The actor visited Guy in hospital when he was dying of AIDS.

He said: “To talk about seeing someone at death’s door … He probably died a couple hours after that.”

He also noted he had "many, many secret relationships" over the years and concealed more of his life from the public.

He said: “I hid behind an alter ego. I spent my entire adult life hiding I was a huge weed head.

“I was secretive about my sexuality even to my friends [out of] self-hatred or self-preservation.

"I was conflicted about sexuality. But fame was way more complicated.”

After his career soared thanks to a move into children's TV, he received a "devastating" blow when he was arrested and charged with indecent exposure at an adult movie theater in Florida in 1991, to which he pleaded no contest.

He reflected: “I kept who I was a secret for a very long time. That really backfired when I got arrested. People had never seen a photo of me other than Pee-wee Herman. And all of a sudden, I had a Charlie Manson mugshot.

“I lost control of my anonymity. It was devastating.”

And Paul admitted he was still feeling the impact of the scandal even decades later.

He said: “It’s shocking what horrible, awful stuff people think about me.

“It’s still a significant footnote … 30 years later I still feel the effects all the time.”

To rehabilitate his image, Paul returned as Pee-wee at the MTV Video Music Awards later that year and appeared as himself on 'Late Night With Conan O'Brien' and 'The Tonight Show with Jay Leno'. He was also occasionally seen dating women during that time, including actress Debi Mazar.

The 60-year-old star said in the documentary: “He was my boyfriend. I know people will say, ‘He was gay!’ So what?”

But in 2001, Paul was charged with possessing images thought to be child pornography but the avid memorabilia collector insisted they were "vintage erotica" and the charges were dropped in 2004, with the star pleading guilty to a lesser obscenity charge.

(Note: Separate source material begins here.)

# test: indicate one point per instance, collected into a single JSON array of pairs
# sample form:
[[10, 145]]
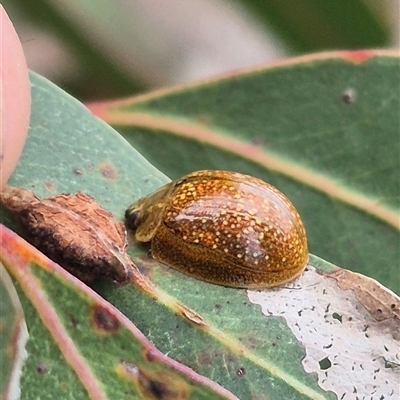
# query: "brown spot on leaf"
[[104, 321], [77, 171], [108, 170], [192, 316], [379, 301], [150, 356], [41, 368], [155, 384]]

Though his career bounced back in the 2010s, when the obscenity topic was raised in 'Pee-wee as Himself', text on screen revealed Paul stopped co-operating with filmmakers after that and never sat for another interview.

He also kept his cancer diagnosis secret throughout filming but eventually changed his mind and sent a final audio message to the director before his death.

He movingly said in the clip: “My whole career, everything I did and wrote, was based in love."

He also said: “More than anything, the reason I wanted to make a documentary was for people to see who I really am, and how painful and dreadful it was to be labelled something I wasn’t,. To be labelled a pariah; to have people be scared of you, or untrusting.”